I’m standing on a dark street outside a tattoo shop at nearly midnight, talking to a woman I barely know, and for the first time in years, I have no idea what I’m doing. “I’m asking you not to walk away yet.”
“Why?”
“Because I want to know what happens if you don’t.”
The silence stretches again, heavier this time. Charged.
Ava takes a slow, deliberate breath, and I brace myself for the rejection. The smart, rational, self-preserving rejection I absolutely deserve.
Instead, she steps closer. “This is a mistake,” she murmurs.
“Probably.”
“My father will bench you.”
“Maybe.”
“You’ll regret it.”
“Possibly.”
“Reece—”
I don’t let her finish.
I close the distance and kiss her.
It’s impulsive, reckless even, but the second my mouth meets hers, everything else falls away. The street, the stadium, the consequences I should be worried about, but suddenly can’t remember.
There’s only her.
She freezes for half a heartbeat, and I think I’ve miscalculated, pushed too far, too fast.

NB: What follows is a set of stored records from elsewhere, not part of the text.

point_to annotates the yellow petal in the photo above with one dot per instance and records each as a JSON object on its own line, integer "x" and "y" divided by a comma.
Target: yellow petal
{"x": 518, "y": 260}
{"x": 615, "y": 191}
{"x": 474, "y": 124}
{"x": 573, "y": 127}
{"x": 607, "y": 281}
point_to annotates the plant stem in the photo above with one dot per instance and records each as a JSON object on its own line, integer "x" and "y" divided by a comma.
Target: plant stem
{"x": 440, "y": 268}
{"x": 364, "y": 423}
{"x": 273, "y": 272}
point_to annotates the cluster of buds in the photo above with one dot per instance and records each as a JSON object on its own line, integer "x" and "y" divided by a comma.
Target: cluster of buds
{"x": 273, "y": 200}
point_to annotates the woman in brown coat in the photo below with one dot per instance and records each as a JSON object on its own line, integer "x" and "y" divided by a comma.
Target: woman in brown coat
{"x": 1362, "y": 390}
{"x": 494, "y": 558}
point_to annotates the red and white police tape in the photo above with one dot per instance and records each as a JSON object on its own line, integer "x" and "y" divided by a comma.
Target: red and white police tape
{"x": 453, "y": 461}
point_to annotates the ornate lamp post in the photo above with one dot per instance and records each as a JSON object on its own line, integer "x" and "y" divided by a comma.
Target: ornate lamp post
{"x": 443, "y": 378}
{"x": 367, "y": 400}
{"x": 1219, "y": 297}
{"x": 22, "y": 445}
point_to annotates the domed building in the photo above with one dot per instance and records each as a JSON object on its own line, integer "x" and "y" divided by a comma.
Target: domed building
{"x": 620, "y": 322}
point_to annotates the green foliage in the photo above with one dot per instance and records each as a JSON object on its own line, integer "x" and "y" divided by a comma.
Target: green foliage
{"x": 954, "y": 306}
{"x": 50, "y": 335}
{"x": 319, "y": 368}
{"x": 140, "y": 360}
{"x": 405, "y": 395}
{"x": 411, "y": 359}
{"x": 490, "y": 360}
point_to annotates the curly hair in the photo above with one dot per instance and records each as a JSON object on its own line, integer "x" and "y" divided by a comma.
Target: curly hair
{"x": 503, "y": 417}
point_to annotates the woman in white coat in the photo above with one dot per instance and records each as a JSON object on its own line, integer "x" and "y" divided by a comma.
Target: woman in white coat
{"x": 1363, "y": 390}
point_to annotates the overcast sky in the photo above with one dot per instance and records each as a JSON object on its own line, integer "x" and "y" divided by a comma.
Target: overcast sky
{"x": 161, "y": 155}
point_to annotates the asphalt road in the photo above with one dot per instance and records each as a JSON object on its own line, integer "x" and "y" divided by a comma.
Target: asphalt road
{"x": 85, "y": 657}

But then her hands fist in the front of my jacket, pulling me closer, and she kisses me back with a ferocity I wasn’t expecting.
Her mouth is soft and demanding all at once, her lips parting under mine as I tilt my head to deepen the kiss. She tastes faintly of mint and something sweeter underneath, and when I slide my hand up to cradle the back of her neck, she makes a low, involuntary sound against my mouth.
I press her back against the roller door, my other hand bracing against the metal beside her head, and she arches into me, her fingers tangling in my hair. The kiss turns hungrier, desperate, all the tension snapping into something tangible and electric.
Her nails scrape lightly against my scalp, and I groan, breaking the kiss to trail my mouth along her jaw, down the curve of her neck. She tilts her head back, her breathing ragged, and I feel her pulse hammering beneath my lips.
“Reece,” she breathes out, and it’s half warning, half plea.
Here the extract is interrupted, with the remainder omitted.